Ein solcher Check liefert eine fundierte Basis, um die dringendsten Mängel, die oft eine große Auswirkung haben, zu erkennen und anzugehen. Er dient als Grundlage für zielgerichtete Verbesserungen und hilft Unternehmen, den Umfang des Handlungsbedarfs besser einzuschätzen.
Während dieser pragmatische Barrierefreiheits-Check eine wertvolle erste Orientierung und einen Startpunkt für schnelle Verbesserungen bietet, ist für die vollständige Erfüllung der BFSG-Anforderungen und eine umfassende Sicherstellung der Barrierefreiheit die Durchführung eines detaillierten Barrierefreiheits-Audits unerlässlich. Dieses geht deutlich über automatisierte Prüfungen hinaus und betrachtet die Website ganzheitlich im Hinblick auf alle relevanten Kriterien und Normen (wie EN 301 549 / WCAG).

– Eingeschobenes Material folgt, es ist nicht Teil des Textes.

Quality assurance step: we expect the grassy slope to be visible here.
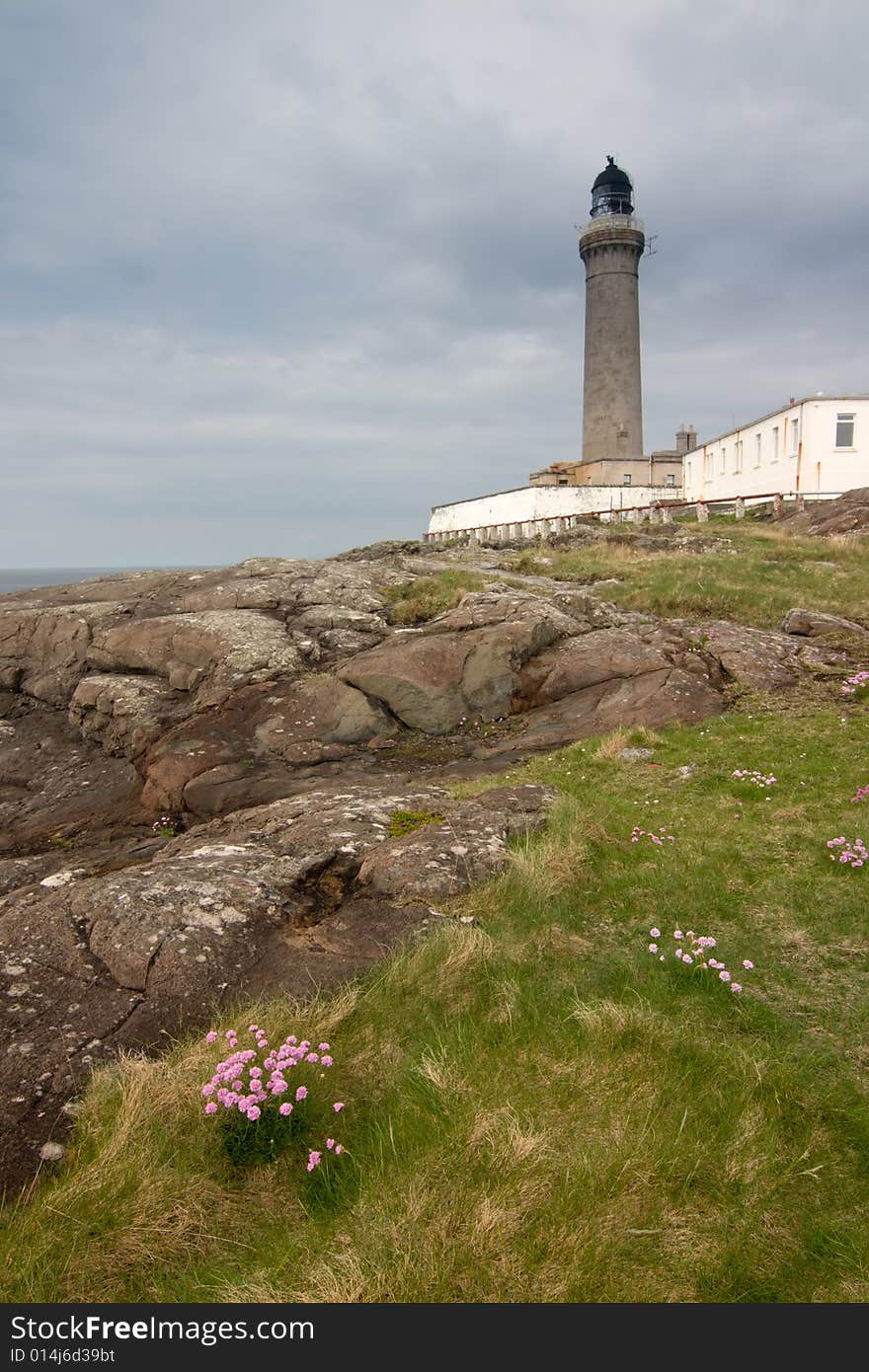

Barrierefreiheit als strategische Chance begreifen
Die Anforderungen des BFSG und das generelle Streben nach digitaler Inklusion sollten von Unternehmen nicht primär als regulatorische Pflicht, sondern als strategische Chance verstanden werden. Eine barrierefreie Online-Präsenz:
- Erschließt neue Kundengruppen und erweitert die Marktreichweite.
- Verbessert die allgemeine User Experience, da viele Barrierefreiheitsaspekte allen Nutzenden zugutekommen.
- Stärkt das Markenimage durch Demonstration von Verantwortung und Kundenorientierung.
- Kann positive Auswirkungen auf die Suchmaschinenoptimierung (SEO) haben, da sich viele Kriterien überschneiden.
Die Investition in digitale Barrierefreiheit ist somit eine Investition in die Zukunftsfähigkeit und Wettbewerbsfähigkeit des eigenen Unternehmens. Die frühzeitige Auseinandersetzung mit dem Thema und die professionelle Umsetzung entsprechender Maßnahmen sind daher dringend zu empfehlen. Bei komplexen Anforderungen oder fehlendem internen Know-how ist die Zusammenarbeit mit spezialisierten Agenturen oder Beratern ein sinnvoller Schritt, um die gesetzlichen Anforderungen zu erfüllen und das volle Potenzial einer zugänglichen Online-Präsenz auszuschöpfen.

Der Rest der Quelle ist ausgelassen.